- Directed by: Vitaly Melnikov
- Story by: Vitaliy Melnikov
- Based on: play of Dmitry Merezhkovsky
- Starring: Viktor Sukhorukov Oleg Yankovsky Oksana Mysina
- Cinematography: Sergey Astakhov
- Music by: Andrey Petrov
- Production company: Lenfilm
- Release date: June 22, 2003;
- Running time: 103 minutes
- Language: Russian

= Poor Poor Paul =

Poor Poor Paul (Бедный, бедный Павел) is a 2003 Russian historical drama film. It is a biopic of Czar Paul I of Russia and the final film of the historical trilogy of Vitaly Melnikov "The Empire. The Beginning".

==Plot==
...The cold November 1796. Empress Catherine the Great who undividedly ruled Russia for 34 years has died. The throne goes back to her son Paul I - a nervous and impetuous middle aged man, who is a captive of his own illusions. Deciding to change almost everything what he inherited from his unloved mother, Paul attracts supporters, one of whom is Count Peter Pahlen. He is an intelligent and calculating courtier who thanks to the boundless trust of the emperor gathers immense power in his hands. Pahlen initially supports Paul's reforms but then the situation changes...
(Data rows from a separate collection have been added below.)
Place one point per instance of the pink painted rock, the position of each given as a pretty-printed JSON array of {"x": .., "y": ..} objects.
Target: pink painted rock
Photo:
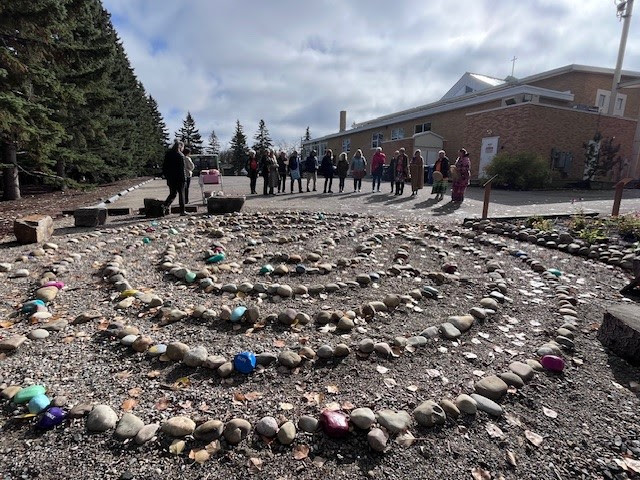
[
  {"x": 553, "y": 363},
  {"x": 334, "y": 424}
]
The highest nobility in Russia, fueled by the money of England is extremely unhappy with the innovations of Paul I. One after another plots against him are conspired. Distraught by the suspicion directed towards him and fearing for his life, Paul punishes the innocent and the guilty, but this can not save the unfortunate emperor. The main conspiracy against Paul involves his own sons, Alexander and Constantine, and its general command is carried out by Count Pahlen! Paul eventually falls in total despair after he learns of such a comprehensive betrayal, he ceases to resist and the doomed man awaits the conspirators-murderers in his bedroom at the Mikhailovsky Castle ...

==Cast==
- Viktor Sukhorukov – Emperor Paul I of Russia
- Oleg Yankovskiy – Count Pahlen
- Oksana Mysina – Maria Feodorovna, Paul's wife
- Yuliya Mavrina – Anna Lopukhina
- Aleksey Barabash – Alexander, Paul's oldest son
- Anna Molchanova – Elizabeth Alexeievna, Alexander's wife
- Yevgeni Karpov – Konstantin, Paul's son
- Igor Shibanov – Ivan Kutaisov, Paul's valet
- Vadim Lobanov – Alexander Bezborodko
- Sergey Barkovsky – John Rogerson, personal doctor of Catherine the Great
- Boris Khvoshnyansky – José de Ribas
- Andrey Chumanov – Platon Zubov
- Ivan Parshin – Valerian Zubov
- Sergey Murzin – Nikolay Zubov
- Vera Karpova – Baroness Livsi
- Aleksandr Grigoryants – Vincenzo Brenna
- Dmitriy Sutyrin – Duke Yashvil

==Awards==
- 2003 - Kinotavr - M. Tariveridiev prize for Best Music (Andrei Petrov).
- 2003 - The Golden Aries Award - Best Male Actor (Viktor Sukhorukov).
- 2003 - Golden Eagle Award - Best Costume Design (Larisa Konnikova), Best Music (Andrei Petrov), Best Supporting Actor (Oleg Yankovsky).
- 2003 - Nika Award - Best Male Actor (Viktor Sukhorukov).